For those of you so motivated, what can you do? Start by writing letters and email to your elected officials. Start with emails to Congress. The name of the program is “Guaranteed Civil Service Job for All Vets.” Say in the letter you want Congress to legislate the creation of a program that will guarantee a civil service job to every vet who wants one. All vets should be a member of at least one of the 40 or so professional military organizations that are members of The Military Coalition (http://www.themilitarycoalition.org/). The Military Coalition is one of the most powerful lobbying groups in D.C. Join one of those groups. Write to them about the Guaranteed Civil Service Job program and what a great idea it is.
I got the idea when I was still on active duty. When I was about a year away from my retirement, I started my transitional training. I enjoyed and was comfortable working within a government environment, so I applied around Travis AFB. I was lucky enough to be hired by the State of California as an adjunct professor of Criminal Justice at Cal State Sacramento. What a marvelous first job after 26 years of military service. Many of the retirees in my group went to civil service. Most state and county jobs.

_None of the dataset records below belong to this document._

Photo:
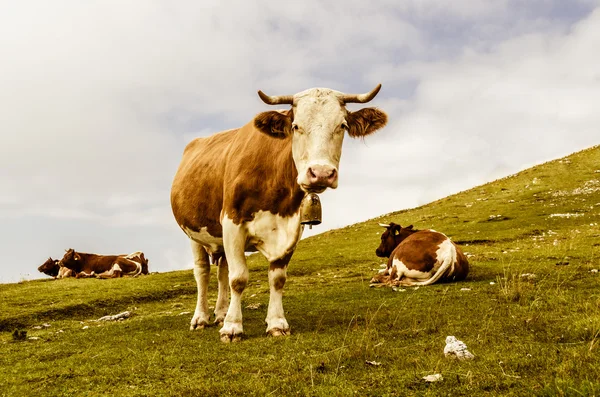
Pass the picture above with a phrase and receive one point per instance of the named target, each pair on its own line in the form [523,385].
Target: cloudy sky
[99,98]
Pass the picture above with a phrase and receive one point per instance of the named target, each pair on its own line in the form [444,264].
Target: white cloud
[99,99]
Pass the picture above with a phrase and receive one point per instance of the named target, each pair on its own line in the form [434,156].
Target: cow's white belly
[273,235]
[211,243]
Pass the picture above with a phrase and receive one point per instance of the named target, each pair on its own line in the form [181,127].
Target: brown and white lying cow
[419,257]
[104,266]
[241,190]
[52,268]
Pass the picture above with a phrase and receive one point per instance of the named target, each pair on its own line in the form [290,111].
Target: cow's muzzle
[320,177]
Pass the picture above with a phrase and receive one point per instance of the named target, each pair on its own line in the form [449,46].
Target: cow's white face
[318,131]
[317,123]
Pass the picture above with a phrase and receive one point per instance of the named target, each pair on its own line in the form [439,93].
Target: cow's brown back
[197,191]
[418,251]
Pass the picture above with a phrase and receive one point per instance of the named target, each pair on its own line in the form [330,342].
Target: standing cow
[240,190]
[419,257]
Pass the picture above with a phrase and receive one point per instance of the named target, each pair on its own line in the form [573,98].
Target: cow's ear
[274,123]
[365,121]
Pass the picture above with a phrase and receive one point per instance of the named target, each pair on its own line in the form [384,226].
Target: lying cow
[52,268]
[419,257]
[104,266]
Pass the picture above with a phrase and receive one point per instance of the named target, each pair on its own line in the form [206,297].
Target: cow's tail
[446,267]
[138,269]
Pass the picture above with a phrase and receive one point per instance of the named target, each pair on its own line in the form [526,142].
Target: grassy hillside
[529,311]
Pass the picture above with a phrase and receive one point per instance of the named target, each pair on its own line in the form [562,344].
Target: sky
[99,98]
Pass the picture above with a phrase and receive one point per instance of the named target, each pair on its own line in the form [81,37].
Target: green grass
[530,336]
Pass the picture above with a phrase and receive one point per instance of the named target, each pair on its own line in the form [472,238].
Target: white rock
[456,348]
[433,378]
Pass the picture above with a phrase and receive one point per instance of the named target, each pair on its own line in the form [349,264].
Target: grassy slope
[529,335]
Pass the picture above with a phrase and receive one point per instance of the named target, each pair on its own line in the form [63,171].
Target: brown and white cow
[419,257]
[52,268]
[103,266]
[240,190]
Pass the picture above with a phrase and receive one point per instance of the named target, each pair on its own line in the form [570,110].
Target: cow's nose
[322,175]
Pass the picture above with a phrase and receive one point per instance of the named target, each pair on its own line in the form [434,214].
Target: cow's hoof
[198,323]
[231,332]
[228,338]
[279,332]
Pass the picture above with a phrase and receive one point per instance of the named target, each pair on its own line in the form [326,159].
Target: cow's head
[71,260]
[50,267]
[394,234]
[317,123]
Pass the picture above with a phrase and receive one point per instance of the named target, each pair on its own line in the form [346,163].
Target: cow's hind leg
[222,298]
[201,274]
[277,325]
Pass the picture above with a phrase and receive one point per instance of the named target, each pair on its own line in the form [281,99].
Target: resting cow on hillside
[241,190]
[104,266]
[52,268]
[419,257]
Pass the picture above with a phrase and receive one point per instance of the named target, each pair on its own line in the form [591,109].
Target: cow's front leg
[234,242]
[277,325]
[223,277]
[201,274]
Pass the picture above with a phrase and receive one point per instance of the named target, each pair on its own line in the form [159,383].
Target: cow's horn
[360,98]
[276,100]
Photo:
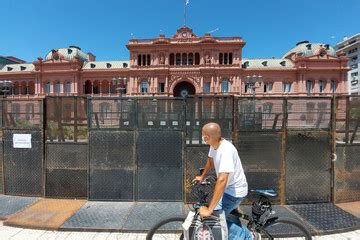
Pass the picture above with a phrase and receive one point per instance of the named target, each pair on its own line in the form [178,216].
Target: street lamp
[5,87]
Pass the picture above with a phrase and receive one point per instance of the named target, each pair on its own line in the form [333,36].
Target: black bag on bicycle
[212,228]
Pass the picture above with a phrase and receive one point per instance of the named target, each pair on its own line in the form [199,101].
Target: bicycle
[262,221]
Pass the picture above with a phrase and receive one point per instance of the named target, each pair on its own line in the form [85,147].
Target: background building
[184,64]
[351,47]
[9,60]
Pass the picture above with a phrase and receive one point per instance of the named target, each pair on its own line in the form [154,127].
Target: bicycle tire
[157,226]
[301,229]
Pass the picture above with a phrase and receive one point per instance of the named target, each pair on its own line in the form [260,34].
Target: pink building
[180,65]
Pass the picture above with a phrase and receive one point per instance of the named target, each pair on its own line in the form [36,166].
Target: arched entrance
[183,89]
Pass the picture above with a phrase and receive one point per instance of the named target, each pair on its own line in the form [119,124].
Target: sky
[31,28]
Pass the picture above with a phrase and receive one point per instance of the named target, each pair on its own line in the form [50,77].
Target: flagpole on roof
[186,2]
[184,13]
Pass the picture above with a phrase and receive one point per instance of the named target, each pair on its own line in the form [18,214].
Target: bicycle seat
[265,192]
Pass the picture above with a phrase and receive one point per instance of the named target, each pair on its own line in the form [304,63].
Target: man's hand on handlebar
[197,179]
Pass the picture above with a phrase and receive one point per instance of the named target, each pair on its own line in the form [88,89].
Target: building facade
[351,47]
[184,64]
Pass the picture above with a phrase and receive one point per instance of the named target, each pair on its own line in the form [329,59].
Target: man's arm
[218,192]
[208,166]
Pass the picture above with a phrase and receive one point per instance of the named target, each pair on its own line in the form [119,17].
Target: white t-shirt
[226,159]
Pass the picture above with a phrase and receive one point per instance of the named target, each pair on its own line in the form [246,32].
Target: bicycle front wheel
[167,229]
[285,227]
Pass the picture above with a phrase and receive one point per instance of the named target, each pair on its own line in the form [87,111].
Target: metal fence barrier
[149,149]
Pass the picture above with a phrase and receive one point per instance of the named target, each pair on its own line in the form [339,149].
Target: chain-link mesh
[66,119]
[347,173]
[201,110]
[22,114]
[23,166]
[309,113]
[308,166]
[347,164]
[112,113]
[159,159]
[66,170]
[259,114]
[160,113]
[112,165]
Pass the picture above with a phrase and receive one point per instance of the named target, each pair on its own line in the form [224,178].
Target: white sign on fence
[21,140]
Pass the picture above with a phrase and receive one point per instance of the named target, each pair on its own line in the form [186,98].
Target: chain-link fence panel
[112,113]
[309,113]
[160,165]
[347,173]
[160,113]
[112,165]
[260,154]
[259,114]
[202,110]
[307,162]
[24,166]
[66,170]
[22,114]
[348,119]
[66,119]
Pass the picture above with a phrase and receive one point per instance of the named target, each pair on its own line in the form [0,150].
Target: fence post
[234,129]
[43,115]
[347,121]
[333,149]
[282,186]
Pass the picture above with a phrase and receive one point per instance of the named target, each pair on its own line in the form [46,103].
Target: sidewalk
[11,233]
[81,219]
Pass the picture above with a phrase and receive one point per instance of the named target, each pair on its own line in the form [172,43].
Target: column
[109,88]
[166,85]
[156,85]
[100,87]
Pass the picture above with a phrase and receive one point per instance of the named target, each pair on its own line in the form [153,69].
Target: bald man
[231,185]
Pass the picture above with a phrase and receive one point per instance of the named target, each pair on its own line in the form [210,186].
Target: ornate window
[47,88]
[172,59]
[309,87]
[321,86]
[29,109]
[268,87]
[184,59]
[144,86]
[206,87]
[333,86]
[178,59]
[104,110]
[57,87]
[286,87]
[267,109]
[225,86]
[68,87]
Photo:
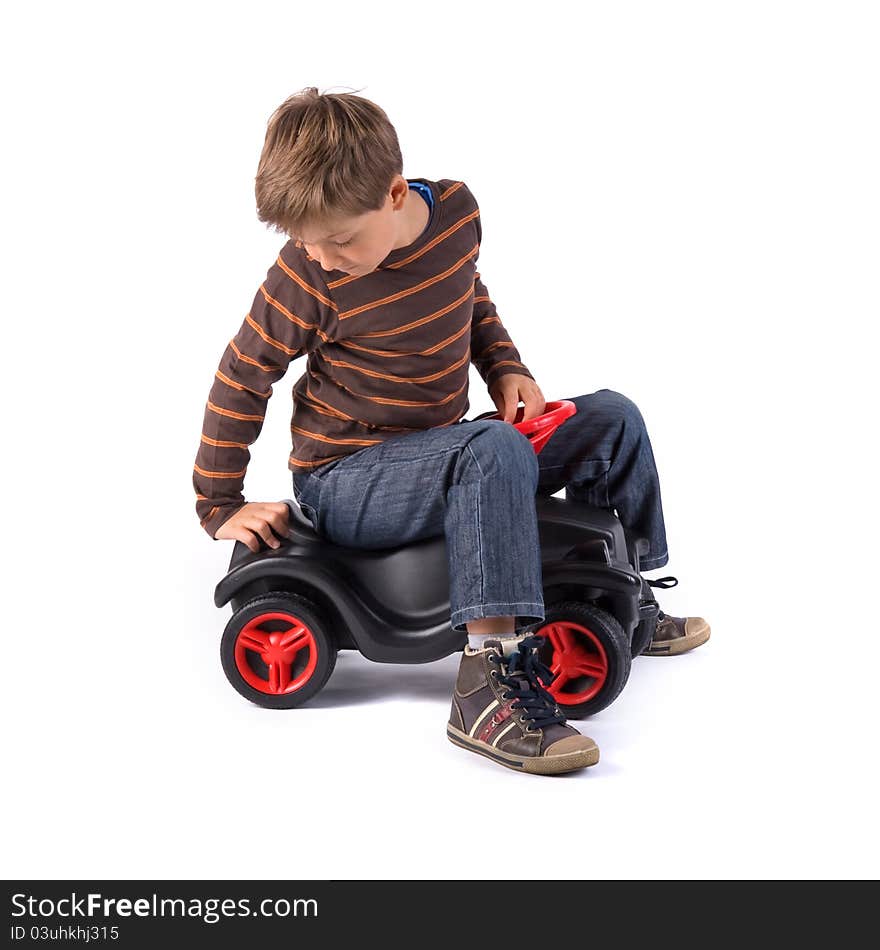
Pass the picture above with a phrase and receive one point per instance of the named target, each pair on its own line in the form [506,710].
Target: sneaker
[674,635]
[501,710]
[677,635]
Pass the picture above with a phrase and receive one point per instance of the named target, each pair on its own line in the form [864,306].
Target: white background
[704,178]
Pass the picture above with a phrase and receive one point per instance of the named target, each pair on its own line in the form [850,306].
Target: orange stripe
[315,462]
[241,387]
[207,474]
[422,251]
[391,354]
[207,517]
[415,323]
[397,402]
[234,415]
[292,274]
[269,367]
[451,190]
[338,413]
[270,340]
[400,379]
[489,349]
[317,437]
[412,290]
[328,409]
[495,366]
[437,240]
[224,445]
[292,316]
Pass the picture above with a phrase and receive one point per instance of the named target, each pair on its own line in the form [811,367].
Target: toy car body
[295,606]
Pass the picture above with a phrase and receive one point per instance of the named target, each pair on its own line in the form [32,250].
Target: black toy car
[295,606]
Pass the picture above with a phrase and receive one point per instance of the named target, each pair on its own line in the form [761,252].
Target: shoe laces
[664,583]
[521,674]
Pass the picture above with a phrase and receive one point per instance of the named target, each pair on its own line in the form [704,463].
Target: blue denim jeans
[476,482]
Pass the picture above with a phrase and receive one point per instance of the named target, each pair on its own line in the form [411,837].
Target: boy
[378,286]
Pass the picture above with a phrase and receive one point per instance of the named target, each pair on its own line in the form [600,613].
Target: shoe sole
[535,764]
[678,645]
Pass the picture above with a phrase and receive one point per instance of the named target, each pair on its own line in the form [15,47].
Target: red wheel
[276,650]
[539,429]
[579,664]
[589,654]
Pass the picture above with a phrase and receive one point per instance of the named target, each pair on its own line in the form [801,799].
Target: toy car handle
[539,429]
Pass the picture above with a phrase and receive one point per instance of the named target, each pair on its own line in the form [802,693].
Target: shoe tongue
[505,645]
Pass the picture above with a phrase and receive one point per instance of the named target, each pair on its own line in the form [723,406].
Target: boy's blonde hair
[326,156]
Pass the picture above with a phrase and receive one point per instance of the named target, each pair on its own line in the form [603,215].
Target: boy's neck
[417,216]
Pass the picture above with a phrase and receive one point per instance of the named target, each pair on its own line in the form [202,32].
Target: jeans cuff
[524,613]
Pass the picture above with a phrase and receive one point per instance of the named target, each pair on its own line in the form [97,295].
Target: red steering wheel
[539,429]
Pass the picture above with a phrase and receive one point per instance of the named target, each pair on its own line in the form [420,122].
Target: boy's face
[358,245]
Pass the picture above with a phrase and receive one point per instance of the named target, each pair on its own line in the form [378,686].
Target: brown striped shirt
[386,352]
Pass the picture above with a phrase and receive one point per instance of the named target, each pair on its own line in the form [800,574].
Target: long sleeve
[291,314]
[492,350]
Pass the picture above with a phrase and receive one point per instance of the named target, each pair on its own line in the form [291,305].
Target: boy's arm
[492,350]
[292,313]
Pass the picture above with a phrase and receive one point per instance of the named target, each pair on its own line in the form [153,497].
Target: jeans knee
[499,447]
[619,406]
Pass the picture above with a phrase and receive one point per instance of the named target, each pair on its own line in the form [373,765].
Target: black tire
[645,629]
[311,663]
[605,641]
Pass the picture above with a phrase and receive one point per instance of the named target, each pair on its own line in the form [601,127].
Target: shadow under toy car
[295,606]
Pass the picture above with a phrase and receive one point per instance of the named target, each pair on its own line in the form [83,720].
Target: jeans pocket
[307,492]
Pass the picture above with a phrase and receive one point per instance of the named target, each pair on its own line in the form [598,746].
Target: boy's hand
[255,522]
[507,392]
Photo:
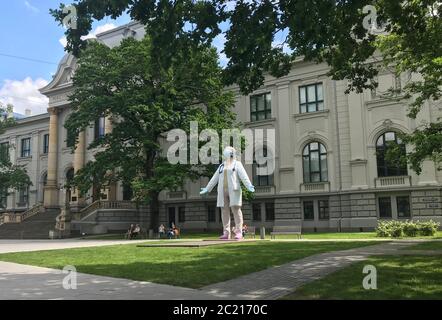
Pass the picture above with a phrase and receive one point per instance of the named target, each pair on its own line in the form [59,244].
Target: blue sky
[28,30]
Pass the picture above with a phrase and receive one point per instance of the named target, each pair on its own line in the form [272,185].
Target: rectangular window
[309,211]
[127,192]
[99,128]
[3,197]
[261,107]
[181,214]
[46,144]
[211,213]
[403,207]
[311,98]
[258,165]
[324,212]
[26,147]
[256,208]
[384,207]
[171,216]
[270,211]
[70,139]
[4,152]
[23,196]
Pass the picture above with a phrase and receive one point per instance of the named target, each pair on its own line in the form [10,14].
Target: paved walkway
[18,282]
[7,246]
[28,282]
[279,281]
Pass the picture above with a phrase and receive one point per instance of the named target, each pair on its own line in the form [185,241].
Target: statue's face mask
[229,153]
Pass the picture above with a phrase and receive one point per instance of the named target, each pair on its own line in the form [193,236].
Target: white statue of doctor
[228,177]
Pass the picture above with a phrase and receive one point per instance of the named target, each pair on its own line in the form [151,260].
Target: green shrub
[410,228]
[397,229]
[428,228]
[389,229]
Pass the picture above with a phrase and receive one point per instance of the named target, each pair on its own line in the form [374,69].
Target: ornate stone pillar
[78,201]
[51,189]
[112,189]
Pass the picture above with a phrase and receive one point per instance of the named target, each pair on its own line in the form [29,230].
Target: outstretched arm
[242,174]
[212,183]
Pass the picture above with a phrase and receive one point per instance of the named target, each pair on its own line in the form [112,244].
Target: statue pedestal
[63,223]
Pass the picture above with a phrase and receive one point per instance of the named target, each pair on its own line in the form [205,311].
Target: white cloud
[31,8]
[24,95]
[93,34]
[218,43]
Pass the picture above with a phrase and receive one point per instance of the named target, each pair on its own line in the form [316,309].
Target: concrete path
[18,282]
[7,246]
[279,281]
[28,282]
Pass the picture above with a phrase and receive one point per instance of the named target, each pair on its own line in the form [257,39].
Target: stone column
[51,189]
[112,189]
[78,201]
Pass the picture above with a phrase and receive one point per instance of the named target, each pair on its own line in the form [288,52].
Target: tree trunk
[154,211]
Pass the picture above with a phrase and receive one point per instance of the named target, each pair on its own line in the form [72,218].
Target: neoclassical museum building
[330,172]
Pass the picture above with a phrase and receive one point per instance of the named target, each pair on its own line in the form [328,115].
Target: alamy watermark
[70,281]
[259,146]
[370,281]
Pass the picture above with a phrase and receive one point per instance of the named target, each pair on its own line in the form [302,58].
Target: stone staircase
[29,226]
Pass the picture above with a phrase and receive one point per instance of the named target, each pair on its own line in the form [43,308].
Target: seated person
[171,234]
[135,232]
[245,229]
[129,232]
[176,232]
[162,231]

What else can you do to help make this solution a reality? Write and email your state and local government representatives. Most states offer some type of vet hiring preference. But none will guarantee a vet a job as my solution does.
Since I have talked about my idea, I had one old Navy Chief come up to me and tell me, “what kind of a civil service job can a moron with a bad conduct discharge get.” “Maybe we make him a garbage truck driver or Congressman,” I said.
In closing, I would like to say it is disgraceful letting so many vets go without jobs after they served their country. This book is about coming up with solutions to fix that, to help get a GI a job.
I tried to give you a simple taste of my idea. I would work so well, vet unemployed would be wiped out. But, like I said at the beginning, my idea is too far out-of-the-box. Too many sheep would be whining. Baa! Baa!